Astronomers have long thought that comets and asteroids exist in other planetary systems – perhaps 'Oumuamua came from one of them. Most current models of our own Solar System suggest that such small bodies are leftovers from the era of planet formation, and other planetary systems should also have produced comets and asteroids. Studying them would offer powerful insights into the similarities and differences in planetary system formation. So far, however, it has been impossible: the presumed large populations of comets and asteroids found in exoplanetary circumstellar disks are far away and their individual members are faint and spatially unresolved.
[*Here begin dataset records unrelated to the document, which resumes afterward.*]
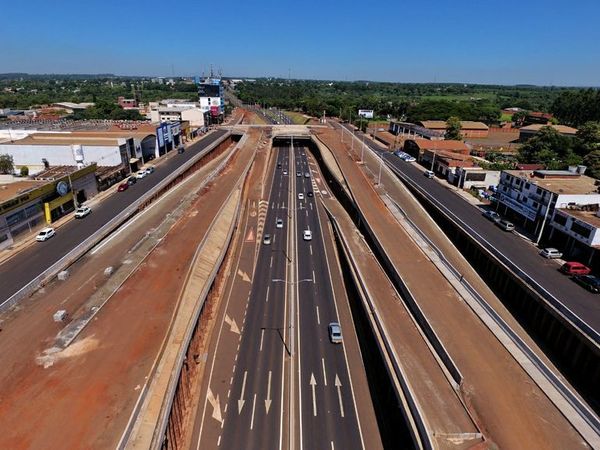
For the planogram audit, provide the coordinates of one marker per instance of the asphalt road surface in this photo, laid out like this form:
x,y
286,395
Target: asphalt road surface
x,y
32,261
525,256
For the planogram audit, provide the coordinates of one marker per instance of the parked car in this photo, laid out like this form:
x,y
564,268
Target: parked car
x,y
506,225
575,268
492,215
82,211
335,333
551,253
45,234
590,282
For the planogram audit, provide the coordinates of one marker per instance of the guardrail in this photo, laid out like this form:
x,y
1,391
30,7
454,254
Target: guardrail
x,y
82,248
561,309
419,429
582,408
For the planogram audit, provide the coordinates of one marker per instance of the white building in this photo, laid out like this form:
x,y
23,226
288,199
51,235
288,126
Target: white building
x,y
531,197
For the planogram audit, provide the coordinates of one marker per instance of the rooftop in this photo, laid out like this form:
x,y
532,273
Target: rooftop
x,y
566,185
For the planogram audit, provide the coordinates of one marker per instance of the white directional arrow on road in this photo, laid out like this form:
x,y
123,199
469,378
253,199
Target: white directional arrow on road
x,y
241,400
232,325
268,400
338,385
216,404
313,383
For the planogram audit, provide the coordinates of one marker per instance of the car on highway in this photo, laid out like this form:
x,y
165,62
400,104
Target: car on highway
x,y
590,282
551,253
492,215
335,333
505,225
82,211
45,234
575,268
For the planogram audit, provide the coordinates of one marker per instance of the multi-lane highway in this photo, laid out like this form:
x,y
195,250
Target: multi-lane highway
x,y
522,254
34,260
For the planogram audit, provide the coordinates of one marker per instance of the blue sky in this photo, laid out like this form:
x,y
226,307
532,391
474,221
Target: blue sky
x,y
551,42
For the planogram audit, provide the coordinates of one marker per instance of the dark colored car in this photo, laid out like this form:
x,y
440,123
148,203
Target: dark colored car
x,y
590,282
575,268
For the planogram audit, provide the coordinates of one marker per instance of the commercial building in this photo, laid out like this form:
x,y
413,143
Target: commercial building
x,y
468,129
27,205
531,130
531,198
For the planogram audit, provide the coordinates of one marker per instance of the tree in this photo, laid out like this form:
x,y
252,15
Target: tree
x,y
453,128
592,161
6,164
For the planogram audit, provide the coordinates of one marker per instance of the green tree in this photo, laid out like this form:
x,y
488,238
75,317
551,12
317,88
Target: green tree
x,y
6,164
453,128
592,161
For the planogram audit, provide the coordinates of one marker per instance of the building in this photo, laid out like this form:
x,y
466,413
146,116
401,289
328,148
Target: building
x,y
468,129
212,99
531,130
414,130
531,198
28,205
417,147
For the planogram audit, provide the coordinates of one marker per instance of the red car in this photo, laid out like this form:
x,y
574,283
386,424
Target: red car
x,y
575,268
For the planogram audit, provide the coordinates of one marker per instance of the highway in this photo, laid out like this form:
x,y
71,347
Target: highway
x,y
19,270
524,255
328,416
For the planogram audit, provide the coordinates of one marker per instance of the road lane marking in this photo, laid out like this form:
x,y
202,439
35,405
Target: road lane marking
x,y
253,406
313,383
262,335
338,385
241,400
268,399
232,325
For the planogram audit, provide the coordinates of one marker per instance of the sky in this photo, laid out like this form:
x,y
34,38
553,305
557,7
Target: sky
x,y
551,42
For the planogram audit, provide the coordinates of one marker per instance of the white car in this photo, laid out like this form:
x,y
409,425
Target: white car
x,y
551,253
45,234
82,211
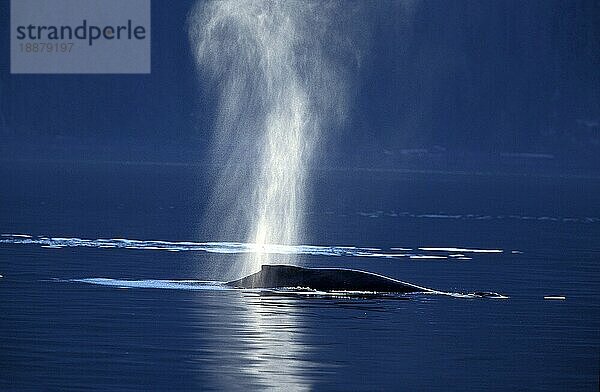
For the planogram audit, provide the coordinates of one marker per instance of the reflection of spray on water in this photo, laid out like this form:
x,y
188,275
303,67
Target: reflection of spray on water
x,y
279,69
'Oumuamua might therefore be a rare scientific resource, and it became the subject of an intense, though brief, observing campaign - brief because it was so fast moving that it quickly became too distant and faint to detect. Nevertheless, the observations that were completed found that it was reddish in color, with no apparent spectral features and no signs of gas or dust. All these suggest it might be something like a primitive ("D-type") asteroid, although in truth there is no good analog known in our solar system. Most remarkable of all, as it rotated its variable light curve revealed that it has a very elongated shape: six times longer than it is wide.
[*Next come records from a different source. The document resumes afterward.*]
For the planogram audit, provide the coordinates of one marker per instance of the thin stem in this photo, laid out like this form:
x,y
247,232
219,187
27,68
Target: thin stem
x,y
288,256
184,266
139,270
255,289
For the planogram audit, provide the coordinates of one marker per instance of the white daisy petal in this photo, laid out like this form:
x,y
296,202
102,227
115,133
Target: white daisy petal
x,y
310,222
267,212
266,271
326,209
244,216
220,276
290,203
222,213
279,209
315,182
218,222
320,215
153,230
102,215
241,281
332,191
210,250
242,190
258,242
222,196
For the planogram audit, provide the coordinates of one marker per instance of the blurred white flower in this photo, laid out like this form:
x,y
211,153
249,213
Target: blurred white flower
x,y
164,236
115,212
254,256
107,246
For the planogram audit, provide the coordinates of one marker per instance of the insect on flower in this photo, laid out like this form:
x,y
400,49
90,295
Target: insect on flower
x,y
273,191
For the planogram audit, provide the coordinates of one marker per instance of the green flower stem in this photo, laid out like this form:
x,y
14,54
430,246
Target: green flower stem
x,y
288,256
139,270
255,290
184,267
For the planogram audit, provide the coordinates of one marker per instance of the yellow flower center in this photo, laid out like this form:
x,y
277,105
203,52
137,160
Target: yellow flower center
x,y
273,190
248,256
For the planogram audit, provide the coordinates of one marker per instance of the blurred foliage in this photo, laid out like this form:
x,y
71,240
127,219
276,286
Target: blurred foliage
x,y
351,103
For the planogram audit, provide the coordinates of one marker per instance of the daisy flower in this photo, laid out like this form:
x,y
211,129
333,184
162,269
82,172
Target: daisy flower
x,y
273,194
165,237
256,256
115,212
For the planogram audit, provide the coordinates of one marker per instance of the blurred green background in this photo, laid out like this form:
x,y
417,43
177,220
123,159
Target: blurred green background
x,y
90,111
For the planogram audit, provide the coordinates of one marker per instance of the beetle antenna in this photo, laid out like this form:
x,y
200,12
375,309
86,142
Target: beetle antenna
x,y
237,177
The IRAC camera on the Spitzer Space Telescope is currently about 155 million miles from Earth, and had a very different viewing angle toward 'Oumuamua than did Earth-bound telescopes. CfA astronomers Joe Hora, Howard Smith and Giovanni Fazio, together with their long-standing team of Near Earth Object scientists and other colleagues, pointed IRAC at the spot in the sky where predictions placed 'Oumuamua (because it is not bound to the Solar system and is so fast moving, 'Oumuamua’s path in the sky was comparatively difficult to calculate). After thirty hours of staring – a relatively long time – the object was not detected, and subsequent orbital analyses confirmed that the camera was pointed correctly towards it. The limit to its emission, however, was so low that it enabled the team to constrain some of its physical properties. The lack of an infrared signal, for example, suggests it has no gas or dust, species that would be expected if it were a cometary-like body. The scientists also calculate that, depending on its exact composition and reflectivity, 'Oumuamua is at least 240 meters (and maybe as much as one kilometer) in its longest dimension (for Star Trek aficionados, some fans estimate the length of the Enterprise to be 725 meters). The object has now moved too far for any of our telescopes to see it, and so although it will remain an interstellar mystery, it reminds us yet again that our cosmic neighborhood is full of surprises.
"Spitzer Observations of Interstellar Object 1I/'Oumuamua," David E. Trilling, Michael Mommert, Joseph L. Hora, Davide Farnocchia, Paul Chodas, Jon Giorgini, Howard A. Smith, Sean Carey, Carey M. Lisse, Michael Werner, Andrew McNeill, Steven R. Chesley, Joshua P. Emery, Giovanni Fazio, Yanga R. Fernandez, Alan Harris, Massimo Marengo, Michael Mueller, Alissa Roegge, Nathan Smith, H. A. Weaver, Karen Meech, and Marco Micheli, AJ (in press) 2018.